Using Codespaces Effectively For Machine Learning
Shawn Phy / April 2024 (817 Words, 5 Minutes)
Introduction
Often times when training a machine learning model I end up having to use either google colab or kaggle. The reason for this is because my flimsy laptop might not be cut out for the job or if it does, it will take a ridiculous amount of time. Absolutely unnaceptable!
They also say beauty lies in the eyes of the beholder but I believe the way I have setup my code editor looks very pretty and convenient(like any developer does). In light of this I might not want to give up my local development environment for a cloud based one.
Enter github and azure workspaces
Github Codespace
A codespace is a development environment that’s hosted in the cloud. You can customize your project for GitHub Codespaces by committing configuration files to your repository (often known as Configuration-as-Code), which creates a repeatable codespace configuration for all users of your project.
You can connect to your codespaces from your browser, from Visual Studio Code, from the JetBrains Gateway application, or by using GitHub CLI. When you connect, you are placed within the Docker container. You have limited access to the outer Linux virtual machine host.
Azure workspace
In azure, workspaces take a more collaborative definition and more geared towards machine learning. For machine learning teams, the workspace is a place to organize their work. For machine learning team leads and administrators, workspaces serve as containers for access management, cost management, and data isolation. Your workspace keeps a history of all training runs, with logs, metrics, output, lineage metadata, and a snapshot of your scripts. As you perform tasks in Azure Machine Learning, artifacts are generated. Their metadata and data are stored in the workspace and on its associated resources.

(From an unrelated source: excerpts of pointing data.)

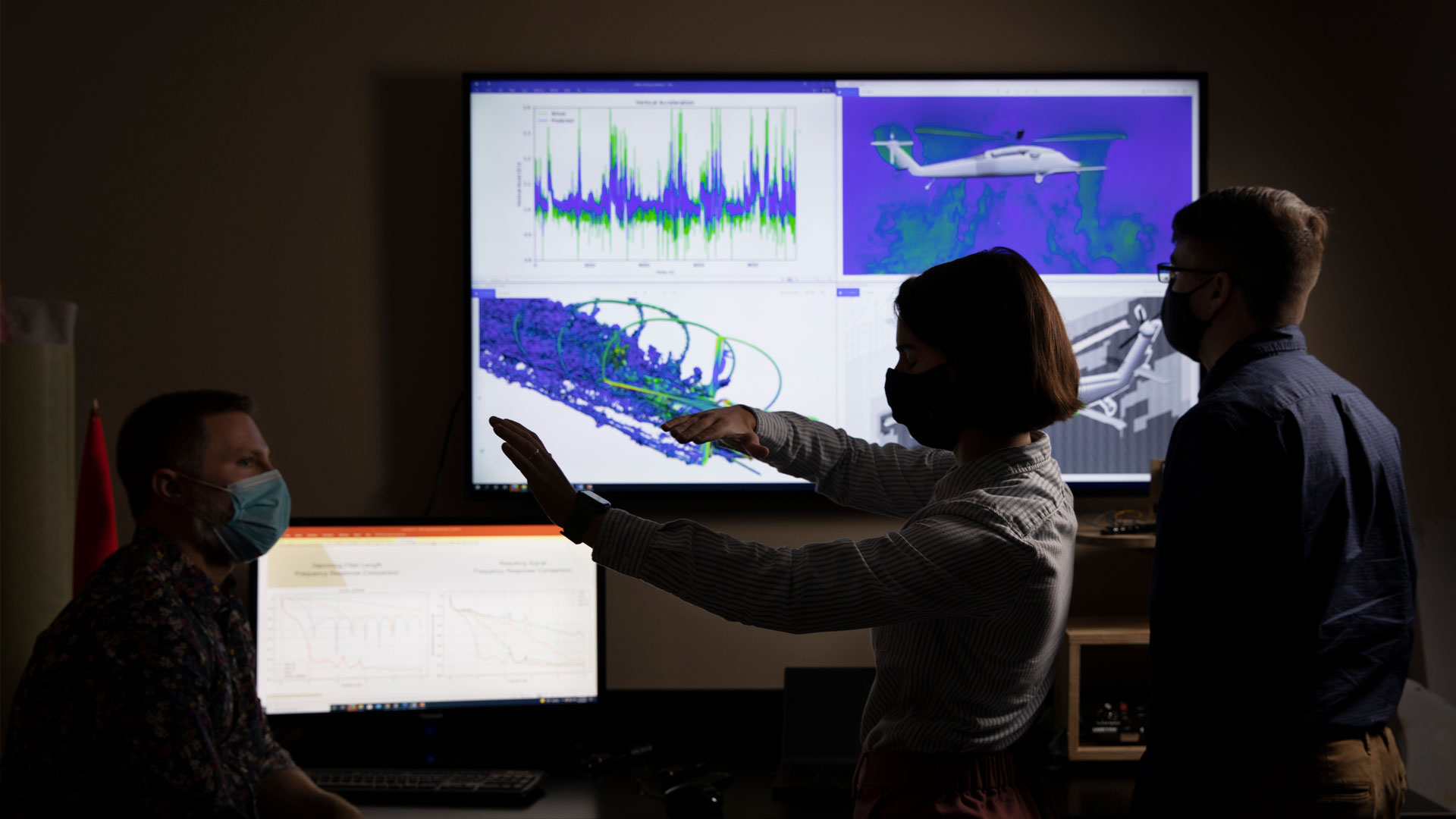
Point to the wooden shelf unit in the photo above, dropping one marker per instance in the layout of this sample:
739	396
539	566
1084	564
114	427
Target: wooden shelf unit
1095	632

@todo refresh azure subscription
Why use github workspace in vs code
Anybody who has implemented a machine learning project has interacted with jupyter notebooks, and if you arent familiar here is an introductory and comprehensive guide to jupyter notebooks. There are many frontends you can use to interact with your jupyter notebook, from your web browser to vs code itself. If you prefer to keep all your development within a single window, you might prefer vs code’s notebook rendering features.
However, as I mentioned above sometimes you might not just have the juice(and if you do please share this with the intel pentium users :) to perform intensive machine learnng tasks such as CNN training. When using jupyter notebooks in vs code, you have the option to use a different kernel and sometimes even remote kernels. In the event you might need a more powerful GPU you may proceed to use google colab’s server instance. This is a whole other different process outlined here
how to use github workspaces in vs code
Now that you are convinced you might need a github workspace kernel. To use Visual Studio Code to create, manage, work in, and delete codespaces, you need to install the codespaces extension. By default, if you create a new codespace on GitHub.com, it will open in the browser. If you would prefer to open any new codespaces in VS Code automatically, you can set your default editor to be VS Code.
prerequisites
The GitHub Codespaces extension requires VS Code October 2020 Release 1.51 or later.

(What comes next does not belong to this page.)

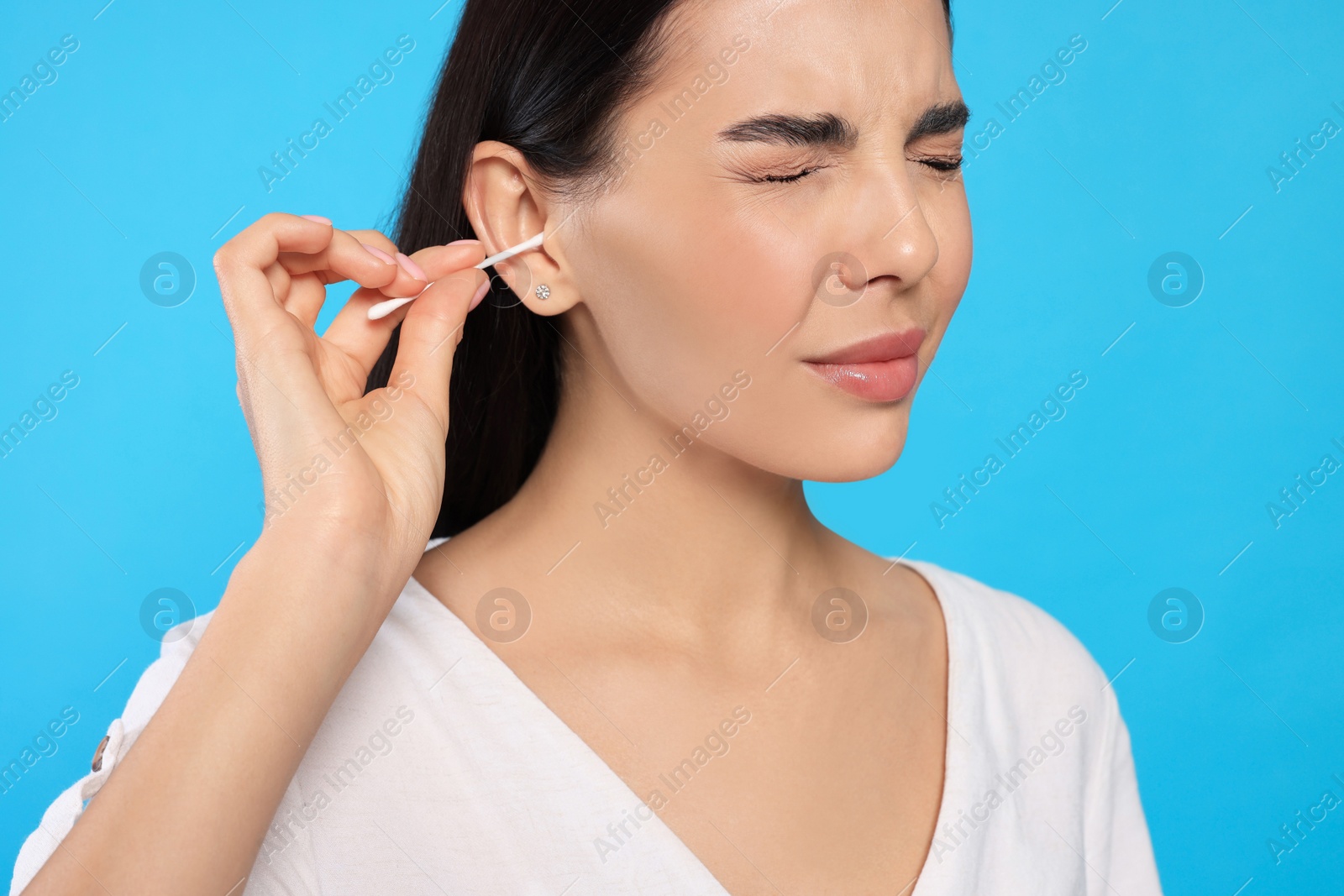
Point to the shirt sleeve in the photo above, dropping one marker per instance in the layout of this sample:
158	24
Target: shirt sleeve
1120	852
145	699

- Use the Visual Studio Code Marketplace to install the GitHub Codespaces extension.
- In VS Code, in the Activity Bar, click the Remote Explorer icon.
NOTE If the Remote Explorer is not displayed in the Activity Bar:
a. Access the Command Palette. For example, by pressingShift
+Command
+P
(Mac) /Ctrl
+Shift
+P
(Windows/Linux).
b. Type:details
. and click codespace details. - Select “GitHub Codespaces” from the dropdown at the top of the “Remote Explorer” side bar, if it is not already selected.

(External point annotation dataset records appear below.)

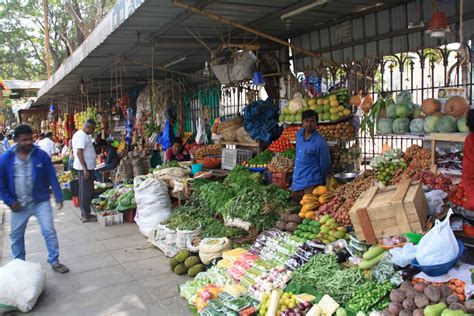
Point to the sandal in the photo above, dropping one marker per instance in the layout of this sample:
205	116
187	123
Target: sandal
59	267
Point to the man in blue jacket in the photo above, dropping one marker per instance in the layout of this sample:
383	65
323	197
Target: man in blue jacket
313	160
26	176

- Click Sign in to GitHub.If you are not currently signed in to GitHub you’ll be prompted to do so. Go ahead and sign in.
- When you’re prompted to specify what you want to authorize, click the Authorize button for “GitHub.”
- If the authorization page is displayed, click Authorize Visual-Studio-Code.
creating a workspace
- Click the “remote explorer” window.
- click the add icon.
- In the text box type the name of the repository you want to develop in.
- A message is displayed at the right side of subsequent prompts telling you who will pay for the codespace.
- Click the branch you want to develop on.
- If prompted to choose a dev container configuration file, choose a file from the list.
- Click the machine type you want to use.
NOTE:
Your choice of available machine types may be limited by a number of factors. These can include a policy configured for your organization, or a minimum machine type specification for your repository.
Using the workspace with jupyter notebooks
If you followed the above instructions faithfully you should now have an active workspace that you can share with colleagues or access via web browser. To use this with jupyter notebooks:
- create your
notebook.ipynb
file. - Open the notebook within vs code, by default there will be no kernel selected.Click the
select kernel
button.
- When the kernel selection window show up click the
select another kernel
option, - Click the
connect to codespace
option. - it will take a short while to load and provide you with kernels you can choose.
- Bingo, now you have a codespace that works with your jupyter notebook. You are now a certified machine learning engineer. Let the whole of Linkedin know about your super major achievement.